🔍 LongLive-RAG: A General Retrieval-Augmented Framework for Long Video Generation

Qixin Hu · Shuai Yang · Wei Huang · Song Han · Yukang Chen

💡 TL;DR

LongLive-RAG turns long video generation into a retrieval problem. Instead of attending only to the most recent sliding window, an autoregressive (AR) video generator looks back over the video it has already generated and pulls in the most relevant past latents as extra context. This cuts error accumulation, identity drift, and background flicker over long horizons, without retraining the base generator.

📰 News

🔥 [2026.06] We release the LongLive-RAG paper and code!

🎬 Demo

🌐 More results and video comparisons on the project page.

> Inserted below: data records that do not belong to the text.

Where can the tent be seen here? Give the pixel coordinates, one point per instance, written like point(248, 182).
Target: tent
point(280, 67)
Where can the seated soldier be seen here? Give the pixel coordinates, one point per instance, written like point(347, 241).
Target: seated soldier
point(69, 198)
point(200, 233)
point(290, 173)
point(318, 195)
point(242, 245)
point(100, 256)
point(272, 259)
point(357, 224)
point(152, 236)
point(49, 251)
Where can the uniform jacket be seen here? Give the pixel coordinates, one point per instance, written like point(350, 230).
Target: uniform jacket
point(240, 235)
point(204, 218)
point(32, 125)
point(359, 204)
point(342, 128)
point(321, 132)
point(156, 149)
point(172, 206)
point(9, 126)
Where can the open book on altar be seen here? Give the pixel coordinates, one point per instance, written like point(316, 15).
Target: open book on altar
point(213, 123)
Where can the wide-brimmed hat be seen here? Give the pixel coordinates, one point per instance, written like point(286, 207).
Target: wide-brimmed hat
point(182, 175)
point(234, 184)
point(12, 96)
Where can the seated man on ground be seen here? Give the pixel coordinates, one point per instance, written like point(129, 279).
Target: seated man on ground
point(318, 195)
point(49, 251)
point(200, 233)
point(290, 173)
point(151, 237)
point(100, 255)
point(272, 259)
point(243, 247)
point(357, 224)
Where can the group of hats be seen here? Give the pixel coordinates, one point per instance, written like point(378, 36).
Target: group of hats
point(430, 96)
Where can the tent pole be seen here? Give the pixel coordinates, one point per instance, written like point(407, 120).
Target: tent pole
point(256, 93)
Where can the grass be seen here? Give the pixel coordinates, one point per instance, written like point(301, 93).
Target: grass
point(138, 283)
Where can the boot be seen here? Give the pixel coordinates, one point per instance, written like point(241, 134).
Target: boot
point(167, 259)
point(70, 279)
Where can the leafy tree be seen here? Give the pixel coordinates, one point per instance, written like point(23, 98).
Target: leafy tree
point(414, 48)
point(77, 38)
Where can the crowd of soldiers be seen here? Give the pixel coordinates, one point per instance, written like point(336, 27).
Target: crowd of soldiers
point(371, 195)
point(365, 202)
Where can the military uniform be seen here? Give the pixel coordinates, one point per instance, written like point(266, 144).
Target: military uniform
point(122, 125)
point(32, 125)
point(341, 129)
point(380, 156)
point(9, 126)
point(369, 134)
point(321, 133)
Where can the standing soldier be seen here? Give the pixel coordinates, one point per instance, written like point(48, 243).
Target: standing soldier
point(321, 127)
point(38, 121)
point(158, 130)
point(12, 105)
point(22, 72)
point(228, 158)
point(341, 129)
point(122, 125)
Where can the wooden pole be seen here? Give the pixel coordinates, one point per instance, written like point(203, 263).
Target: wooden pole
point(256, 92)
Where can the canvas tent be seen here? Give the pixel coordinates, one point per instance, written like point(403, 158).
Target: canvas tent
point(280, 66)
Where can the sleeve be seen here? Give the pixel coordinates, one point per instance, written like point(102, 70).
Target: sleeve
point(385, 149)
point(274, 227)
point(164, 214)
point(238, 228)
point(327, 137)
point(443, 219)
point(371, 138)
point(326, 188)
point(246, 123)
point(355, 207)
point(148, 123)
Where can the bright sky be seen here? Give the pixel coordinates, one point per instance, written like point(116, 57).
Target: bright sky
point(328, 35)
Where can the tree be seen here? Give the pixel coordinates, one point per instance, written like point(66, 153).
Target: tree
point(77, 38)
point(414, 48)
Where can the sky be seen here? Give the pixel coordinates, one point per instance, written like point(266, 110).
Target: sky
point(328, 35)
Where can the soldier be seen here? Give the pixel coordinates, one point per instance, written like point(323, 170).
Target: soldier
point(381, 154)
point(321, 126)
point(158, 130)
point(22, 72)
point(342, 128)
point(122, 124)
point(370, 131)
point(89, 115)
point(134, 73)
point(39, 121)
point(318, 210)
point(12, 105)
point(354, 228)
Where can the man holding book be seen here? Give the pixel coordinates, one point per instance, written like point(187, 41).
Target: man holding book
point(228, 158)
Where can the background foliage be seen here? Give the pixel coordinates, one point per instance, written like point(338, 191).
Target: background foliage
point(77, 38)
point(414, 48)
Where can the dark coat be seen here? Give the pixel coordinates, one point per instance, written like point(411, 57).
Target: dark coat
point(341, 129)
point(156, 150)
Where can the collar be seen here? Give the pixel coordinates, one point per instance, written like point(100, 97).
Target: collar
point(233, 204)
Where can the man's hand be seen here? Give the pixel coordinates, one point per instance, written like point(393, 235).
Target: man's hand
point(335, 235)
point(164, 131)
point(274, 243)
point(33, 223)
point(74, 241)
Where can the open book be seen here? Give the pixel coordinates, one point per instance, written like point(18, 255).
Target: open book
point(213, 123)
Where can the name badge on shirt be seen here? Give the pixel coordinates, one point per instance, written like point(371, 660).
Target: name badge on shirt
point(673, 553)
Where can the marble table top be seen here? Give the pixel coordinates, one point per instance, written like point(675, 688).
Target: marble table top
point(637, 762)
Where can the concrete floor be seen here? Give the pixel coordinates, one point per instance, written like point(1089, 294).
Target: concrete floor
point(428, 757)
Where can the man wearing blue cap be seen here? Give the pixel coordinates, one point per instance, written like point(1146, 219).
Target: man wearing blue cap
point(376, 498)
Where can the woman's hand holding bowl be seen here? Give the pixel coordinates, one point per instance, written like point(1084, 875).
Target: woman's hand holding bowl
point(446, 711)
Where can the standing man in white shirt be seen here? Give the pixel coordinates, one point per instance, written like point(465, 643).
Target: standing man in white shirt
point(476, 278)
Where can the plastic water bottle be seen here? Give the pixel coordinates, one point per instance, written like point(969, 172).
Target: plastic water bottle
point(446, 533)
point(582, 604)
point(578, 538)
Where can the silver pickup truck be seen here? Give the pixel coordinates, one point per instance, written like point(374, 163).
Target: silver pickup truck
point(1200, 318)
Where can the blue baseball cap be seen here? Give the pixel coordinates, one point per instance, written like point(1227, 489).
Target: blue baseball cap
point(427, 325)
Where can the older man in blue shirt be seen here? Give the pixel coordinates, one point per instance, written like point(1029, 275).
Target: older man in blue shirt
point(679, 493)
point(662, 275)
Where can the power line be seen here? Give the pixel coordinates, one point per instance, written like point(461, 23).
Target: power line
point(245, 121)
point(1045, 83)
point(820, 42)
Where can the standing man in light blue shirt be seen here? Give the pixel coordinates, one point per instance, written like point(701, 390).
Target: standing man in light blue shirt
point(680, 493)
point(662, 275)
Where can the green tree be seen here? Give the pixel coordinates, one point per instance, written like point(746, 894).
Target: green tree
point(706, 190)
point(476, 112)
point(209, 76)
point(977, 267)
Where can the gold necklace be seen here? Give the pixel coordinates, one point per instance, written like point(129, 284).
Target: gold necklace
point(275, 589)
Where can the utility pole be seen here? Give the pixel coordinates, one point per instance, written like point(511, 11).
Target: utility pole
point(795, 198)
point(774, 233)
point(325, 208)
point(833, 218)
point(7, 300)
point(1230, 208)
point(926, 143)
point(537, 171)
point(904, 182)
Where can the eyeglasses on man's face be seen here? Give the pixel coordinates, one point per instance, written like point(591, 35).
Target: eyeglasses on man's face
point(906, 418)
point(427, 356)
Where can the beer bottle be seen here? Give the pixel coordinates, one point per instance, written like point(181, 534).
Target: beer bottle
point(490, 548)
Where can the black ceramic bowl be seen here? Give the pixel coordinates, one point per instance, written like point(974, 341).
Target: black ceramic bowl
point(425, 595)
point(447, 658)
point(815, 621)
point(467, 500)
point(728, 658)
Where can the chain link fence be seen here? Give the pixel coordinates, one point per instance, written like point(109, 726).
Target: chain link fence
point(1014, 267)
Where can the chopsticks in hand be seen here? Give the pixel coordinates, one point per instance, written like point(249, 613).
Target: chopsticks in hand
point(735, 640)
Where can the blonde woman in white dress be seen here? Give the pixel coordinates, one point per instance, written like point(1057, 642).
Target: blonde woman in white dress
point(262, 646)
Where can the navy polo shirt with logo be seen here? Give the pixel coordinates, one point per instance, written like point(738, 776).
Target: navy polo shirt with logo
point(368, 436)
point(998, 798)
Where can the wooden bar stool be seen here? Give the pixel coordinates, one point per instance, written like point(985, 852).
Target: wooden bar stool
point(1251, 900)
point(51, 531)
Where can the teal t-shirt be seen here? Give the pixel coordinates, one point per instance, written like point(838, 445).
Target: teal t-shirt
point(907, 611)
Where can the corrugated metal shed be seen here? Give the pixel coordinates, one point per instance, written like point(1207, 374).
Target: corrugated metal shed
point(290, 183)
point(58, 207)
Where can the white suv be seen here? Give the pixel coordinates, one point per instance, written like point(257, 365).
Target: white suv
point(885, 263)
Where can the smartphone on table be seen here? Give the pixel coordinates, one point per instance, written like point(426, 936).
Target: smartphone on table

Long-horizon comparisons. The native sliding-window baseline (left) accumulates errors and drifts over time, while adding LongLive-RAG (right) preserves subject identity and visual quality.

Native (baseline)	Native + LongLive-RAG (Ours)
native_1.mp4	native_ours_1.mp4
native_2.mp4	native_ours_2.mp4

✨ Highlights

🥇 First of its kind. Among open-ended AR long video generation methods, the first to formulate self-generated latent history as content-addressable retrieval memory.
🔌 Plug-and-play. Works across Causal-Forcing, Self-Forcing, and LongLive with the base generator frozen.
🔎 Searchable history. Retrieves the most relevant past latents as extra context for each new block.
📐 Window Temporal Delta Loss. Makes embeddings capture meaningful temporal change, not redundant local similarity.
⚡ Consistent wins. Best average VBench-Long rank across lengths and backbones.

🔬 Method Overview

At block t, a standard AR model attends to a sliding-window context. LongLive-RAG inserts retrieved historical entries M_t between the sink and local windows:

Sliding window:   A_sw  = [ C_sink ‖           C_loc ]
LongLive-RAG:     A_rag = [ C_sink ‖  M_t  ‖   C_loc ]

Stage	What happens
1. Indexing	Encode each completed latent block into a compact embedding and store it.
2. Retrieval	Match the current block against past embeddings and pull in the top-K as extra context.
3. Embedding training	Train the encoder offline on self-generated latents, with the base generator frozen.

🏁 Getting Started

📦 Installation

LongLive-RAG shares its environment with LongLive. Just follow the upstream LongLive installation guide.

🚀 Inference

1. Download everything — two commands. All LongLive-RAG assets (AR backbones, retrieval AE, prompt files, and the toy latent set) live in a single Hugging Face repo; the base WAN VAE comes from Wan:

# Base WAN VAE — LongLive-RAG operates in its latent space
hf download Wan-AI/Wan2.1-T2V-1.3B --local-dir wan_models/Wan2.1-T2V-1.3B

# All LongLive-RAG assets — restores checkpoints/ and toydatasets/ in place
hf download qixinhu11/LongLive-RAG --local-dir . --include "checkpoints/*" "toydatasets/*"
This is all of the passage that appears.